Ronald Koeman podría tener los días contados como entrenador del Barcelona. La abultada derrota por 0-3 ante el Bayern de Múnich y sobre todo la imagen del equipo, resignado ante la superioridad del gigante bávaro, han hecho que en la junta directiva ordinaria celebrada este jueves en la Ciudad Condal varios altos cargos hayan pedido su destitución como técnico, algo que Joan Laporta ha frenado por el momento.

La situación de Ronald Koeman como técnico del Barcelona se sostiene gracias al balón de oxígeno que le ha lanzado el presidente. El máximo mandatario culé pidió «confianza» a la afición y eso mismo es lo que ha tenido con su técnico después de que varios directivos hayan mostrado su rechazo a la continuidad del neerlandés este jueves.

El refrendo de Laporta podría tener, eso sí, caducidad de diez días. El Barcelona se mide al Granada el día 20 en el Camp Nou, al Cádiz el jueves 23 en el Nuevo Mirandilla y al Levante el domingo 26 de nuevo en casa. Serán tres partidos cruciales para ver la situación real del equipo, reengancharse a la liga y serán también tres exámenes que Koeman deberá aprobar, no ya pasar con buena nota, para seguir conservando el cargo de técnico del Barça.

La división de opiniones acerca de la destitución de Koeman no es casualidad.

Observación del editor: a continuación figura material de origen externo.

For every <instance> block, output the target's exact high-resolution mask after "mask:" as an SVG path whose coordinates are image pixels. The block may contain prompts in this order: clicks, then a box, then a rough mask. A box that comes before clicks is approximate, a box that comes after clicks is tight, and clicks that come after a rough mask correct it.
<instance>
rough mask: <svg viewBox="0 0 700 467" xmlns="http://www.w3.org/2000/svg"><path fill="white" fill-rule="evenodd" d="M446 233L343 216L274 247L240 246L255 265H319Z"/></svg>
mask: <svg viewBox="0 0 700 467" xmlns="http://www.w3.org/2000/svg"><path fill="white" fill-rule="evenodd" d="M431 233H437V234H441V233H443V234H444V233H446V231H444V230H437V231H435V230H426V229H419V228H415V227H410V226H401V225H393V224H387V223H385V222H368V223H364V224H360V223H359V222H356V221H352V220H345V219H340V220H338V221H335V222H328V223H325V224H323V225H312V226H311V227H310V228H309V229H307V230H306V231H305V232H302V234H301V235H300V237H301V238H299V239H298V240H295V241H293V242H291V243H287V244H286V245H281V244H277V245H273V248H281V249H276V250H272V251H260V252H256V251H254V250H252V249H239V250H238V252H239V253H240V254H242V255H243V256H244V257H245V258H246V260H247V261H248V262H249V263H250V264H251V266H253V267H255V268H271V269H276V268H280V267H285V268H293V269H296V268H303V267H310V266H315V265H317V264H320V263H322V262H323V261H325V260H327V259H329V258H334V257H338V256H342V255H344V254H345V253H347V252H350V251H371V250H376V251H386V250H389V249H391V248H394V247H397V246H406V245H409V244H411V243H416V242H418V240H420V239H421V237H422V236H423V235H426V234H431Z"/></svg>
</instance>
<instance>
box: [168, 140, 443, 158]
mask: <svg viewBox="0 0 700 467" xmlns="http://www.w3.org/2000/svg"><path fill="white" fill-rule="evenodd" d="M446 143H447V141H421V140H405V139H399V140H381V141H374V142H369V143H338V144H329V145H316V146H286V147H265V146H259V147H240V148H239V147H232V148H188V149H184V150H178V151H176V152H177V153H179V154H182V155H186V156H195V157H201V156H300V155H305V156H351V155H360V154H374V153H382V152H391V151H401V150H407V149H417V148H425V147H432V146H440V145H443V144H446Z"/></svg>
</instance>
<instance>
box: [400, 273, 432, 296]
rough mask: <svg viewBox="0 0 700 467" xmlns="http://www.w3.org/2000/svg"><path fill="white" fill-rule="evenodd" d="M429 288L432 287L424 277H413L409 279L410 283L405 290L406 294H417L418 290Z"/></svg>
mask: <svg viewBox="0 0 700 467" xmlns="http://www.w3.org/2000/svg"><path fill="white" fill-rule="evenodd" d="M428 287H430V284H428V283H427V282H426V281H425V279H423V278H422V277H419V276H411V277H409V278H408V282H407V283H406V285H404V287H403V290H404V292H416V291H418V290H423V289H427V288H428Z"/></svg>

El pasado verano ya hubo varios titubeos acerca de quién sería el entrenador del primer equipo y el mensaje de Laporta tras la derrota ante el Bayern también dejó claro la falta de confianza en el cuerpo técnico. «Es uno de los escenarios que ya contemplábamos», aseguró el alto dirigente culé, al tiempo que pidió confianza para «las personas que estamos dirigiendo el club».

El mensaje de Laporta no tuvo en ningún momento ninguna palabra de respaldo hacia Koeman ni sus ayudantes pese a que la derrota por 0-3 ante el Bayern de Múnich hacía presagiar que podía ser una semana dura en la que iba a haber críticas y en la que se intuía que podían reaparecer detractores del técnico neerlandés, incluso provenientes de la directiva. De momento, todo queda en un minimotín.